Il diritto alla vita del convertito Abdul Rahman coincide con il diritto alla vita di tutti noi. Da affermare impugnando anche lo strumento della riforma religiosa. Oltretutto proprio sulla specifica questione dell'apostasia il Corano non prescrive affatto che debba essere sanzionata con la condanna a morte. I teologi radicali che affermano il contrario si basano su due hadith, detti attribuiti al profeta Mohammad (Maometto), rigettati dalla maggioranza perché sono stati trasmessi da una sola persona senza ulteriori conferme. Anche Gamal Al Banna, fratello del fondatore dei Fratelli Musulmani, ha sentenziato: «Sono apostati. Ma sono liberi di esserlo. Dio dice: "Chi vuole creda, chi non vuole respinga la fede" (Corano, XVIII, 29)». Così come ha rilevato che «il Corano non pone alcun divieto alla libertà di coscienza. Dio dice: "Non c'è costrizione nella religione" (Corano, II, 256). E ancora: "A voi la vostra religione, a me la mia" (Corano, CIX, 6). La religione non può essere imposta».
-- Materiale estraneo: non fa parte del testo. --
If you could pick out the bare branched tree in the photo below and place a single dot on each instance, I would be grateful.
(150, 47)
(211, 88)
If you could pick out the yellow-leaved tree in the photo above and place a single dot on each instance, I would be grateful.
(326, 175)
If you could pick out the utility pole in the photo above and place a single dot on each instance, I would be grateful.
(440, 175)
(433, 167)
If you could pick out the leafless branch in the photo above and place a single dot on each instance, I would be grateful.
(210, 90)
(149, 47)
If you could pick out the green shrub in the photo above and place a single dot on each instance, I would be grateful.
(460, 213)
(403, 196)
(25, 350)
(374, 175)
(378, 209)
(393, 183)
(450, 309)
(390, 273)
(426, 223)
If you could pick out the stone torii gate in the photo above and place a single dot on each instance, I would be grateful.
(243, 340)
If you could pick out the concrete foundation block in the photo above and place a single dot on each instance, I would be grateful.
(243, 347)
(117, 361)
Allora innalziamo il vessillo della libertà religiosa e di coscienza. Affermiamo ad alta voce il diritto dei musulmani a convertirsi. Cominciando da casa nostra. Giorgio Paolucci e Camille Eid nel saggio I cristiani venuti dall'Islam, Storie di musulmani convertiti
(Piemme, 2005), rivelano che in Italia tanti ex musulmani sono costretti a celare la loro fede cristiana e a praticare segretamente il culto cristiano perché rischiano la vita. È del tutto evidente che se non siamo in grado di garantire un diritto fondamentale di libertà personale ai musulmani in Italia, non lo potremo mai assicurare agli afghani.
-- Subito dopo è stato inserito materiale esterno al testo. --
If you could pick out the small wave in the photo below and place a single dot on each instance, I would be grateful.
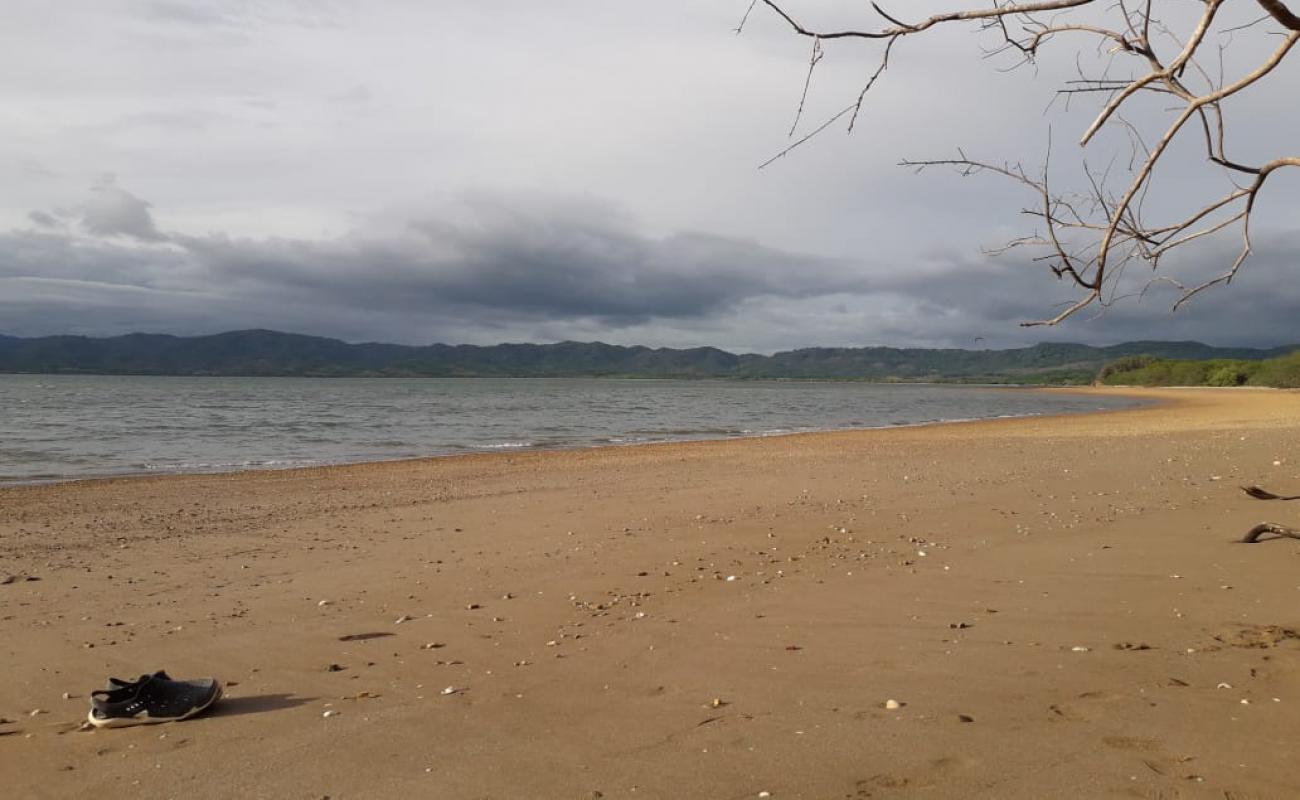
(230, 465)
Non abbiamo alternativa alla promozione di un movimento internazionale a favore dei diritti fondamentali della persona, senza cui la democrazia diventa solo un feticcio rituale che porta al potere i fascisti e i nazisti islamici. Siamo tutti testimoni e vittime di una annosa deriva dei valori che dopo aver provocato, nell'arco di un secolo, l'esodo di dieci milioni di cristiani e di un milione di ebrei dal Medio Oriente, ha poi fatto esplodere il terrorismo islamico globalizzato che disconosce il diritto alla vita di tutti. Ecco perché dobbiamo salvare non un Abdul Rahman, ma tutti gli Abdul Rahman: solo così ci salveremo tutti.